1. History and use
The sabal grows on the sandy dunes bordering the Atlantic coast, from South Carolina to Texas Il multiplies from seed in spring on well drained soils and very sunny. The berries, harvested at maturity in autumn, are often ginned before being dried.
2. Description of the plant
THE BAYS OF SABAL were picked by the Indians of North America According to a legend, settlers, seeing animals with “creamy and greasy” flesh feast on it, would have tasted these berries and attributed them to them curative properties.
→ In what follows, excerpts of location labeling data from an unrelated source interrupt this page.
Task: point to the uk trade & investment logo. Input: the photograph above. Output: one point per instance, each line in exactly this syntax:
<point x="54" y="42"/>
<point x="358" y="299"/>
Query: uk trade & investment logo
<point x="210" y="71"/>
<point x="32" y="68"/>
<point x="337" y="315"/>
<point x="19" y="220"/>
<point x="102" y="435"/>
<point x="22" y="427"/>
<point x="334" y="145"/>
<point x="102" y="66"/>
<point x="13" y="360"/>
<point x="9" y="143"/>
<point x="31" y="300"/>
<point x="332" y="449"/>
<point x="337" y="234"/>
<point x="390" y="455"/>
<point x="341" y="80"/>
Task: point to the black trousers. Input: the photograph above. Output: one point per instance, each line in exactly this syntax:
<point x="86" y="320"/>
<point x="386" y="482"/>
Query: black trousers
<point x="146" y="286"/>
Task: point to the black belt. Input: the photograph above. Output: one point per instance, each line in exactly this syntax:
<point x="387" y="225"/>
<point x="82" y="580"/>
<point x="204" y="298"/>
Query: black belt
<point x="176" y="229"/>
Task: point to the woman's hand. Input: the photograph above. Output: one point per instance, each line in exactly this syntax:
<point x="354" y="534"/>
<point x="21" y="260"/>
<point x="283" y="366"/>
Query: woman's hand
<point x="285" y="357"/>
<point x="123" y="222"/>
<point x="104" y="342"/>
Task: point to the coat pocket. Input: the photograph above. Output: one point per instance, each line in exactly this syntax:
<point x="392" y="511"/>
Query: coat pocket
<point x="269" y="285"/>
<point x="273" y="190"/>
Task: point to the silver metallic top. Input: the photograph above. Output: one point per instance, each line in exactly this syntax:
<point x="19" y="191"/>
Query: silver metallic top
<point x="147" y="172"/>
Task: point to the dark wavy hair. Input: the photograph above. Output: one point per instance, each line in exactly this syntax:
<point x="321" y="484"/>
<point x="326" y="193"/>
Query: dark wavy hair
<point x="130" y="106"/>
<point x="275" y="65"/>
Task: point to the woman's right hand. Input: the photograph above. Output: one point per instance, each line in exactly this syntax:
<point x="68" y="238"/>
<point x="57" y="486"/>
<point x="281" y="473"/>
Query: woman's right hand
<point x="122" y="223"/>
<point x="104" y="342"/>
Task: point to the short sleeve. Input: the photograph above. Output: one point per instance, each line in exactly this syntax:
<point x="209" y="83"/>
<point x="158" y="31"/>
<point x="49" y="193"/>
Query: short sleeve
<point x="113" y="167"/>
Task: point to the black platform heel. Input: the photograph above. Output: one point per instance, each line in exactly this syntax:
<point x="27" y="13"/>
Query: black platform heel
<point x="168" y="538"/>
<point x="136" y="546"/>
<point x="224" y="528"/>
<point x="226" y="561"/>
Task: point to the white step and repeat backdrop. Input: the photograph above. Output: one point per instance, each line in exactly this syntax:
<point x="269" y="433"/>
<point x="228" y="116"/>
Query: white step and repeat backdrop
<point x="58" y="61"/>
Since the nineteenth century, the pulp of the fruit is considered tonic, today it is used to treat asthenia, diseases of the unary pathways and hypertrophies of the prostate.
3. Curative action
The sabal has been nicknamed ” the plant-probe ” because of its ability to strengthen the neck of the bladder and to decrease the hypertrophy of the prostate II is used mainly for its properties diuretics and antiseptics in case of cystitis II combines well with horsetail and hydrangea to treat prostate infections.
- Anabolic action
Sabal seems to contribute to the good assimilation of food by the body strengthens the tissues of the body, promotes their growth and accelerates weight gain. The fruit pulp or dye is presents against weight loss, asthenia and lack of tone.
Hedges have a strong diuretic and tonic effect Traditionally North American Indians use it to treat many ailments.